Never mind the illegalities of such ventures. Indeed, even the word illegal is taking on new connotations. Take the case of illegal immigration for example. Crime used to be defined as breaking the law. "Crime doesn't pay" was the mantra of my youth. By today's standards some crimes actually pay pretty well.
As a group, advertising people tend to be brilliant and cunning persuaders. (Pardon the bit of self-flattery here. I once was a member of that gang.) They have researched us down to the atomic dust in our brains and they really believe that they know all our secret urges and alleged needs.
Advertising people will tell you that what they are doing is trying to get your attention and hopefully get you to buy the product they are charged with hawking. It takes great knowledge of the craft of manipulation to dip into the mind of an indifferent public besieged by competing products and motivate them to part with their cash and choose the one they are pushing. The objective is to create a need in your mind, to seduce you into believing that this or that product or idea will satisfy an urgent or latent desire, to entice you to believe in what they are selling. It isn't an easy job since the competition for your attention and your bucks is fierce.

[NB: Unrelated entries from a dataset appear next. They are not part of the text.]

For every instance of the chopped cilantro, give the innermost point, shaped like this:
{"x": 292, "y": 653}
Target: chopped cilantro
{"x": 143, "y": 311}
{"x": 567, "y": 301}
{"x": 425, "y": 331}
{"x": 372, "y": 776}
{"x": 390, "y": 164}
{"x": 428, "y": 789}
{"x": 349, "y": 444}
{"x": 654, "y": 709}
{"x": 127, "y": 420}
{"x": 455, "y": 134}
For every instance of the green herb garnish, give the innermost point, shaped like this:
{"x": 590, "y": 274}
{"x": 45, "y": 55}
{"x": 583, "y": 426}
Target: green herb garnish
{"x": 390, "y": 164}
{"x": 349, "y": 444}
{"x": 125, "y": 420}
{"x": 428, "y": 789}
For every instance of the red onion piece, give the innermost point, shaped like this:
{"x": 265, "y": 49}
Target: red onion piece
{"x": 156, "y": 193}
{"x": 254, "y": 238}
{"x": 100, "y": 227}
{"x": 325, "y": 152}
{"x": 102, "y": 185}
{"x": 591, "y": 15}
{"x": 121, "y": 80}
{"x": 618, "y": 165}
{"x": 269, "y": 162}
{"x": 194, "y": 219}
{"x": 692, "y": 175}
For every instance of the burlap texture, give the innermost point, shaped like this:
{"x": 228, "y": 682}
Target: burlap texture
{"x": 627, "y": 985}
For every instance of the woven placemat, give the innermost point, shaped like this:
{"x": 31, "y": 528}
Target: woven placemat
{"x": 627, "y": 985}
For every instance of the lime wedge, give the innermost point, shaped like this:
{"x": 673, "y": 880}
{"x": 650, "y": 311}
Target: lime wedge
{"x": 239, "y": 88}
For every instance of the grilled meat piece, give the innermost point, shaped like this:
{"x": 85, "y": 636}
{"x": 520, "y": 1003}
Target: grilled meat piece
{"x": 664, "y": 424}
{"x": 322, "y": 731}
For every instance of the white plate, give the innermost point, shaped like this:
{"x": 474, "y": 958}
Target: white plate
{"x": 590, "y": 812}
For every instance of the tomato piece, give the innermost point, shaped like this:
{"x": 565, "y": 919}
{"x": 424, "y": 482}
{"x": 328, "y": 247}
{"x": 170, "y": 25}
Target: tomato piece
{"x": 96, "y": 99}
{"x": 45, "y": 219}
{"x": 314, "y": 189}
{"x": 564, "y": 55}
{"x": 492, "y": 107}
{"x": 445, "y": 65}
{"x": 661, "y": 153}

"Caveat Emptor" we are warned. Let the buyer beware. I am not knocking the process. Consumption lies at the heart of our capitalistic society and often the product being hawked might, just might, really improve our lives. There is a vast army of inventors and entrepreneurs who are perpetually innovating, creating, and embellishing various products that do indeed improve and extend our lives. Our judgment of the efficacy and usefulness of these products can be swift and sure. You buy it, try it, and you evaluate it. If it doesn't work for you, you reject it.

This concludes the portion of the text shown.